Most methods of voice restoration for patients suffering from aphonia either produce whispered or monotone speech. Apart from intelligibility, this type of speech lacks expressiveness and naturalness due to the absence of pitch (whispered speech) or artificial generation of it (monotone speech). Existing techniques to restore prosodic information typically combine a vocoder, which parameterises the speech signal, with machine learning techniques that predict prosodic information. In contrast, this paper describes an end-to-end neural approach for estimating a fully-voiced speech waveform from whispered alaryngeal speech. By adapting our previous work in speech enhancement with generative adversarial networks, we develop a speaker-dependent model to perform whispered-to-voiced speech conversion. Preliminary qualitative results show effectiveness in re-generating voiced speech, with the creation of realistic pitch contours.
Conclusions
We presented a speaker-dependent end-to-end generative adversarial network to act as a post-filter of whispered speech to deal with a pathological application.
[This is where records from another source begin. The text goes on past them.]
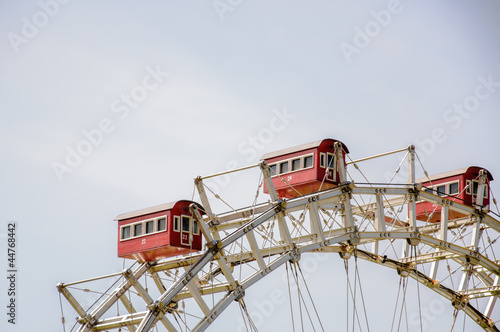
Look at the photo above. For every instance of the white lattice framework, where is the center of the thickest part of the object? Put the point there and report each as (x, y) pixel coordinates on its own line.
(350, 219)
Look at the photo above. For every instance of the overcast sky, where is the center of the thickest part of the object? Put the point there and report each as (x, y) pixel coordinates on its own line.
(115, 106)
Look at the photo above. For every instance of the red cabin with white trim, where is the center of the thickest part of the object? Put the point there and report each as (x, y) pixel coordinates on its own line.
(158, 232)
(459, 186)
(304, 169)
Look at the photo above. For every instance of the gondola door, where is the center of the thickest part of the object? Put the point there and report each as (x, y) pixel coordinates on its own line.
(186, 227)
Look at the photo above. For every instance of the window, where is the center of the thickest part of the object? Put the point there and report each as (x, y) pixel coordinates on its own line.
(185, 223)
(273, 169)
(137, 229)
(150, 226)
(284, 167)
(453, 188)
(308, 161)
(330, 158)
(475, 185)
(176, 224)
(295, 164)
(125, 232)
(322, 159)
(161, 224)
(441, 190)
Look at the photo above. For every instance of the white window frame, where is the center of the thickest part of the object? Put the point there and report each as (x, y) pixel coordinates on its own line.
(156, 224)
(291, 164)
(189, 224)
(322, 160)
(281, 163)
(275, 173)
(303, 161)
(333, 158)
(289, 161)
(178, 224)
(468, 191)
(143, 222)
(448, 184)
(121, 232)
(197, 227)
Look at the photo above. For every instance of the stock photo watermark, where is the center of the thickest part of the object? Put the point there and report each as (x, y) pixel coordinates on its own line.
(12, 272)
(253, 144)
(121, 107)
(32, 26)
(363, 36)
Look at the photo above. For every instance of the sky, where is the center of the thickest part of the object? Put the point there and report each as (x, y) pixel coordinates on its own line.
(116, 106)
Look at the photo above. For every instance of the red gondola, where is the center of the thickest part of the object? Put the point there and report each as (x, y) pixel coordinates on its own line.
(459, 186)
(304, 169)
(158, 232)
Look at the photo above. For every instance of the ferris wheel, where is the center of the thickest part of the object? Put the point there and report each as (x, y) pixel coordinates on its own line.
(438, 233)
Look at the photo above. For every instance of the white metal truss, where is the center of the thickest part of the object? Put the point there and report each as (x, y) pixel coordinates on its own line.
(268, 235)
We adapted our previous speech enhancement GAN architecture to overcome misalignment issues and still obtained a stable GAN architecture to reconstruct voiced speech. The model is able to generate novel pitch contours by only seeing the whispered version of the speech at its input. The method generates richer curves than the baseline, which sounds monotonic in terms of prosody. Future lines of work include an even more end-to-end approach by going sensor-to-speech. Also, further study is required to alleviate intrinsic high frequency artifacts provoked by the type of decimation-interpolation architecture we base our design on.